For the moment, we can already detect localized attempts to establish different ways of life in enclaves “liberated” from the dominant ideology. These attempts are unequal in value, but could announce harvests that have begun to sprout. Today we're passing through a phase of historic transition. We're seeing a world that we've known disappear, sometimes loved (or not), while the contours of the world ahead only begins to take shape. The world has lived for centuries, even millennia, without liberal capitalism. I'm convinced that it could live again without it. History is open.
PHILITT: Strictly speaking, can we seriously consider the Yellow Vests' Movement as an anti-liberal and anti-bourgeois movement? Is the “revolutionary” dimension of the movement condemned by its vision of things (increase of salaries, quality of life, the price of gas, etc)? Does not liberating oneself from liberalism imply radically changing one's vision of the world (renouncing economism, materialism, individualism)?
Alain de Benoist: We must take the Yellow Vests' Movement for what it is: a rough phenomenon, a spontaneous movement that no one saw coming, while everything predicted it.
Photo - Wikipedia
In order to describe it, I would use the expression of “the populism of the people” (Vincent Coussedière), this populism that doesn't identify itself with any political movement and that organizes itself outside of the unions.
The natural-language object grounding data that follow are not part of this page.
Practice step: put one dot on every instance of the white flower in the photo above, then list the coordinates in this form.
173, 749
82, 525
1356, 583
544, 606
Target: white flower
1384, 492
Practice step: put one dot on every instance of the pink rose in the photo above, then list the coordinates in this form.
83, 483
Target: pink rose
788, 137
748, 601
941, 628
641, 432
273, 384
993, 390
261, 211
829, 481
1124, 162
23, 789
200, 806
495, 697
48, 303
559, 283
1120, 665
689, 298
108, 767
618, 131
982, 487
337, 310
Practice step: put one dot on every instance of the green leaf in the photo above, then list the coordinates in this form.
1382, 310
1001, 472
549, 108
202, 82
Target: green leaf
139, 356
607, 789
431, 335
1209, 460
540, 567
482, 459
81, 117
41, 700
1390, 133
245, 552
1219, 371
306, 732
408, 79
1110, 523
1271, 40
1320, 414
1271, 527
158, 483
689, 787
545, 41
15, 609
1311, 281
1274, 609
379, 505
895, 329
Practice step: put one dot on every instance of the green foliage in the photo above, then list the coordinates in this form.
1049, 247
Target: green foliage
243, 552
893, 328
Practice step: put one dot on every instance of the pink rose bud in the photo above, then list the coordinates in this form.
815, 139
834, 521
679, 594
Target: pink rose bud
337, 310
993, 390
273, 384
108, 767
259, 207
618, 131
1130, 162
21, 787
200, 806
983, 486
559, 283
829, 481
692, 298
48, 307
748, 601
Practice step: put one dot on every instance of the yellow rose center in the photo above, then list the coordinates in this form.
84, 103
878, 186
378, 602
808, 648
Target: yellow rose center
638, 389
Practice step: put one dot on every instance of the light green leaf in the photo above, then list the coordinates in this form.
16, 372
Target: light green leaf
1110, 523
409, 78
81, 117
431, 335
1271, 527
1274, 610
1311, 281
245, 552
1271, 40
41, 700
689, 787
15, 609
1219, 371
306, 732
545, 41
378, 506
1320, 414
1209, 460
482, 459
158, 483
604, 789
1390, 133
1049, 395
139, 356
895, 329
It's the party of those who have no party, the party of the victims of globalization, of those who have been victims of a triple political, social, and cultural exclusion for years, of those that we've ignored, humiliated, made invisible, who take the stage so that we recognize their existence. An anti-liberal and anti-bourgeois movement? Doubtlessly not consciously, but how could the popular classes and the middle classes in the process of decline, who are still bearers of “common decency” and know that “there are things that should not be done”, feel solidarity with a liberal bourgeoisie that ceaselessly displays a real class contempt for them?
The Yellow Vests' Movement has certainly been the carrier of “economic” demands from the start, but very quickly they gave way to more urgent demands (“Macron, resign!”, the people's referendum initiative). To reduce it to a pure demand for increased purchasing power, to a simple “social movement” as we've known, would be a serious error. In the past, many revolts started with simple fiscal grievances, before transforming into movements with unexpected extents. Let's remember the Boston Tea Party in 1773, which announced the war of American independence! You're certainly right to say that we must radically change our vision of the world in order to liberate ourselves from liberalism. But we will not reproach the Yellow Vests for not having read Nietzsche, Louis Dumont, or Baudrillard! Their movement is a tremendous symptom. The same causes always producing the same effects, maybe we must say: a general repetition.